Rep. Mangudadatu - the author of the House bill - is the former vice mayor of Buluan town, where he is pushing to have the capitol located.

But the incumbent governor said that Mangudadatu's concern about armed groups near Shariff Aguak gives them more reason to retain the seat of power there.

"'Yung sinasabi niya na doon namumuga, 'yun po ang dahilan na dapat makita ng sambayanan, lalo na sa lalawigan, na may gobyerno," Sangki-Mangudadatu said.

(If their stronghold is there, we have more reason to show the public, especially in the region, that the government is there.)

"'Wag natin ilayo ang gobyerno sa tao," she said.

(We should not move the government away from the people.)


Sangki-Mangudadatu also flagged a provision that would allow Congress to recommend temporary local government officials to supervise the new provinces, while leaders have yet to be elected.

Under the measure, if the law is approved at least a year before the 2022 presidential elections, the President may appoint members of the Sangguniang Panlalawigan, "upon the recommendation of the acting provincial governor and the incumbent representative of the first legislative district" of Maguindanao.

Maguindanao First District Rep. Datu Roonie Q. Sinsuat Sr. is a co-author of the bill.

"It is inappropriate, improper and baseless that representatives in the House have the prerogative to recommend to the President nominees for the vacancies," Sangki-Mangudadatu said.

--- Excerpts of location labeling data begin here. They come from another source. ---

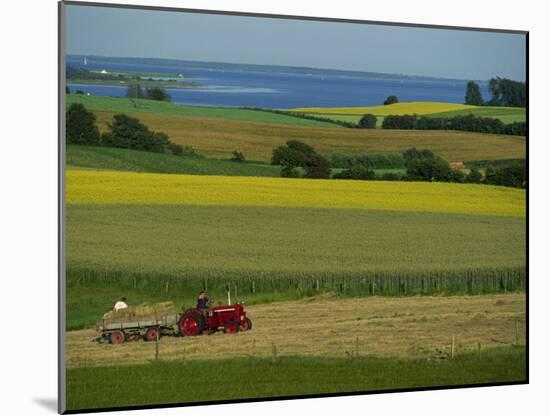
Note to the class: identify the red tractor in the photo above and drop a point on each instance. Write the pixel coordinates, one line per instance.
(229, 318)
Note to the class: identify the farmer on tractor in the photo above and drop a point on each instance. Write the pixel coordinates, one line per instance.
(120, 304)
(202, 300)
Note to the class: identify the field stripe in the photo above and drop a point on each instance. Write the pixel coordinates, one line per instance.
(147, 188)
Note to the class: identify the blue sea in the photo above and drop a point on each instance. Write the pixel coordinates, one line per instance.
(233, 86)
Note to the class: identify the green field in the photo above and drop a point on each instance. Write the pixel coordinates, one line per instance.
(245, 378)
(431, 109)
(401, 108)
(506, 115)
(128, 105)
(108, 158)
(121, 159)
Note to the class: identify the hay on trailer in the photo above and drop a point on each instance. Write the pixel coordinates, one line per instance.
(143, 310)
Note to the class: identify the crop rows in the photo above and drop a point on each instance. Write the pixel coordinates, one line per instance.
(469, 281)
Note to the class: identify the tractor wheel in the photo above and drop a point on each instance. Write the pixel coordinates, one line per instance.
(191, 324)
(231, 327)
(152, 334)
(246, 324)
(117, 337)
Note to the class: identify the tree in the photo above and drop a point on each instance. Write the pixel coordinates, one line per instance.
(473, 94)
(286, 156)
(157, 94)
(428, 169)
(473, 177)
(81, 126)
(134, 91)
(176, 149)
(317, 167)
(128, 132)
(514, 175)
(356, 172)
(505, 92)
(367, 121)
(238, 156)
(297, 154)
(413, 153)
(456, 176)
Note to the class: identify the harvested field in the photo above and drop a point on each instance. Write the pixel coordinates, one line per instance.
(326, 326)
(218, 137)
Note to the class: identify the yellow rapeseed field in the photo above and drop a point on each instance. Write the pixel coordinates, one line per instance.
(402, 108)
(145, 188)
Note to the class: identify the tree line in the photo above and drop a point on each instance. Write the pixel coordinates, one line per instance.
(504, 93)
(421, 165)
(123, 132)
(468, 122)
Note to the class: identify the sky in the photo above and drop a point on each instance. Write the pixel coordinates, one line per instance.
(444, 53)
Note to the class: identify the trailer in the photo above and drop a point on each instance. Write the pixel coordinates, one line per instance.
(117, 330)
(150, 322)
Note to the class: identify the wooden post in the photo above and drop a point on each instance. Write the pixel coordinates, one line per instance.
(452, 346)
(273, 352)
(157, 346)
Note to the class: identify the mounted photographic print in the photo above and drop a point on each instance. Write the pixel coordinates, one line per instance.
(262, 207)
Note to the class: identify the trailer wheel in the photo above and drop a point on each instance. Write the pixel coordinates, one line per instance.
(191, 324)
(246, 324)
(117, 337)
(152, 334)
(230, 327)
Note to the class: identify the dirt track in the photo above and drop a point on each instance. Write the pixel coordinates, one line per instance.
(391, 326)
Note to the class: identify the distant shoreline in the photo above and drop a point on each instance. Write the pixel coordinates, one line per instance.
(299, 70)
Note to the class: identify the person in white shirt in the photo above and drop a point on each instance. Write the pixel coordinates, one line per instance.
(120, 304)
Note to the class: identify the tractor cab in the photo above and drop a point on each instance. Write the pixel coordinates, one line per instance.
(227, 318)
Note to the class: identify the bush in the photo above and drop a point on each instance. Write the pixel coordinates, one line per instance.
(413, 153)
(399, 122)
(134, 91)
(317, 167)
(128, 132)
(81, 127)
(392, 99)
(460, 123)
(356, 172)
(288, 171)
(390, 177)
(175, 149)
(473, 177)
(238, 156)
(367, 121)
(372, 160)
(190, 152)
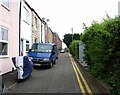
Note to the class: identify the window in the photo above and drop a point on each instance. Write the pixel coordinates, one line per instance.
(35, 21)
(27, 46)
(3, 41)
(21, 45)
(27, 15)
(6, 3)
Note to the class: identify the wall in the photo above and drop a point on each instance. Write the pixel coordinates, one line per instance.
(9, 18)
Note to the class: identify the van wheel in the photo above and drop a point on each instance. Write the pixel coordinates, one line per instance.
(50, 65)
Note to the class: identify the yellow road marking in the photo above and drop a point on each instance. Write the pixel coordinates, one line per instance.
(84, 81)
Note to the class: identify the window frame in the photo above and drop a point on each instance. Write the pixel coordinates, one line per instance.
(27, 15)
(4, 5)
(5, 41)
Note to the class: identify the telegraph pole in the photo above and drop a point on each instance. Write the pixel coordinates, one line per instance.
(72, 33)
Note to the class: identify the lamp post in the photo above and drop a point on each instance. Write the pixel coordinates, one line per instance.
(42, 22)
(72, 33)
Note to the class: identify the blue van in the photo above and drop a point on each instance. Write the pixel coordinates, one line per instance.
(43, 54)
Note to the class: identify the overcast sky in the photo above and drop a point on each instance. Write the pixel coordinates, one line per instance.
(67, 14)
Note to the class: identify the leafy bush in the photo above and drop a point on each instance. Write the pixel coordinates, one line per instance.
(74, 49)
(102, 51)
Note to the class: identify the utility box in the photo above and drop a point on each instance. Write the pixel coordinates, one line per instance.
(81, 52)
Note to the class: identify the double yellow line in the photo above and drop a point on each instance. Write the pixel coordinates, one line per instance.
(80, 76)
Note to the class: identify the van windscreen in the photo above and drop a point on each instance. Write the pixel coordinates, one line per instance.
(43, 48)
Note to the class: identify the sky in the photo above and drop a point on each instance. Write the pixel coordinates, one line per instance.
(67, 14)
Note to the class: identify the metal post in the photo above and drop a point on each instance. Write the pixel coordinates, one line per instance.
(41, 30)
(72, 33)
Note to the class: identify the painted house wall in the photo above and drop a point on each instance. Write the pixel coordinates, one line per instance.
(9, 19)
(35, 27)
(26, 28)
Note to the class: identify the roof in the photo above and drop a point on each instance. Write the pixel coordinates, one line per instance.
(45, 43)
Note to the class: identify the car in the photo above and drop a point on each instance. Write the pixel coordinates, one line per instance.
(43, 54)
(62, 51)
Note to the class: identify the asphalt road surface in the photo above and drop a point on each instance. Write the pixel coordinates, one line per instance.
(66, 76)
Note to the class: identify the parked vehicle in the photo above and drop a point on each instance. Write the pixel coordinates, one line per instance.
(3, 89)
(24, 66)
(43, 54)
(62, 51)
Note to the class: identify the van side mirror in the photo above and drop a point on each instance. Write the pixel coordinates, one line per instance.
(53, 52)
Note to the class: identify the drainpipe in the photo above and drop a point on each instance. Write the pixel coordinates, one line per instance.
(20, 26)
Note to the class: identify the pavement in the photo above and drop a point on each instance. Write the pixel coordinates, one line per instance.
(10, 79)
(105, 86)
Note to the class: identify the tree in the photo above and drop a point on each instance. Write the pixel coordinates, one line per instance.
(68, 38)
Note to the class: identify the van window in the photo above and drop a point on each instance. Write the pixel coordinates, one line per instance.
(41, 48)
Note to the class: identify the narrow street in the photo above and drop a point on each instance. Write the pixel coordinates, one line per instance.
(64, 77)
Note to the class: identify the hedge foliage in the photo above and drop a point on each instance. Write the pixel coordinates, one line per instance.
(74, 49)
(102, 51)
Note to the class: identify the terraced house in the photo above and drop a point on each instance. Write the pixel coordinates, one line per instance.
(9, 33)
(20, 26)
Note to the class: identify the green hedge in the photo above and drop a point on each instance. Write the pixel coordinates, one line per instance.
(102, 51)
(74, 49)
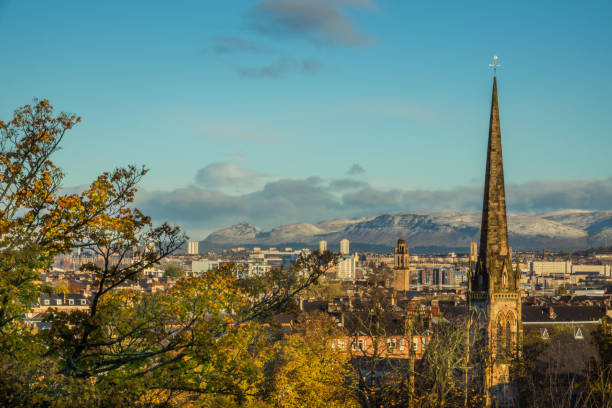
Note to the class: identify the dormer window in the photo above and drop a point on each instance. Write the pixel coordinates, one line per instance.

The Commission on Elections, meanwhile, is asking lawmakers to extend the 60-day period of preparations for the plebiscite in relation to the measure, saying the COVID-19 pandemic may affect the agency's capacity to mount the polls.

Despite the issues, Sen. Christopher "Bong" Go said the bill needs to be passed into law as it is in accordance with President Rodrigo Duterte's promise to establish just and lasting peace in Mindanao.

"Napakalaki ng Maguindanao kaya nararapat lang na ma-divide ito para mas matutukan ang bawat munisipyo," he said.

(Maguindanao is so big that's why it needs to be divided so that the government can better focus on each municipality.)

The 5,691-square-kilometer Maguindanao passes all the law's requirements for it to be divided into 2 provinces, Tolentino said.

Under the law, an area may only be declared as a new province if it is at least 2,000-square kilometers in size, has at least 250,000 in terms of population, and receives a certification from the Department of Finance that it is capable of generating sufficient income to provide for its constituents.